# Building Neural Network

In [2]:
import torch
from torchvision import transforms, datasets 

# init training and testing data
train = datasets.MNIST("", train =True, download=True, 
                       transform=transforms.Compose([transforms.ToTensor()]))

test = datasets.MNIST("", train =False, download=True, 
                       transform=transforms.Compose([transforms.ToTensor()]))

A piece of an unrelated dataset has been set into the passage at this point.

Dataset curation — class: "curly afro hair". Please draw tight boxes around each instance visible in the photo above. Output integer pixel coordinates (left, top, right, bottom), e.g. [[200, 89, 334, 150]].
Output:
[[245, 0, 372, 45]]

# Training and Testing sets
trainset = torch.utils.data.DataLoader(train, batch_size=10, shuffle=True) # Batch size dictates how much data is passed through model at a time
testset = torch.utils.data.DataLoader(test, batch_size=10, shuffle=True) # Shuffle creates randomness - improves generalization

In [3]:
import torch.nn as nn 
import torch.nn.functional as F

In [8]:
class Net(nn.Module):
    def __init__(self):
        super().__init__() # Required
        self.fc1 = nn.Linear(28*28, 64) # Fully connected first layer, output -> 3 layers of 64 neurons
        self.fc2 = nn.Linear(64, 64)
        self.fc3 = nn.Linear(64, 64)
        self.fc4 = nn.Linear(64, 10) # 10 outputs (1 for each number)
    
    def forward(self, x): # How data flows through network
        x = F.relu(self.fc1(x)) # Relu activation function
        x = F.relu(self.fc2(x))
        # Can put logic in here (more advanced)
        x = F.relu(self.fc3(x))
        x = self.fc4(x)
        return F.log_softmax(x, dim=1)
    
net = Net()
print(net)

Net(
  (fc1): Linear(in_features=784, out_features=64, bias=True)
  (fc2): Linear(in_features=64, out_features=64, bias=True)
  (fc3): Linear(in_features=64, out_features=64, bias=True)
  (fc4): Linear(in_features=64, out_features=10, bias=True)
)


In [27]:
X = torch.rand((28,28))
X = X.view(-1,28*28) # Flattening

In [28]:
output = net(X)
output

tensor([[-2.4504, -2.1972, -2.2861, -2.4013, -2.1790, -2.1951, -2.3202, -2.3966,
         -2.4476, -2.2066]], grad_fn=<LogSoftmaxBackward>)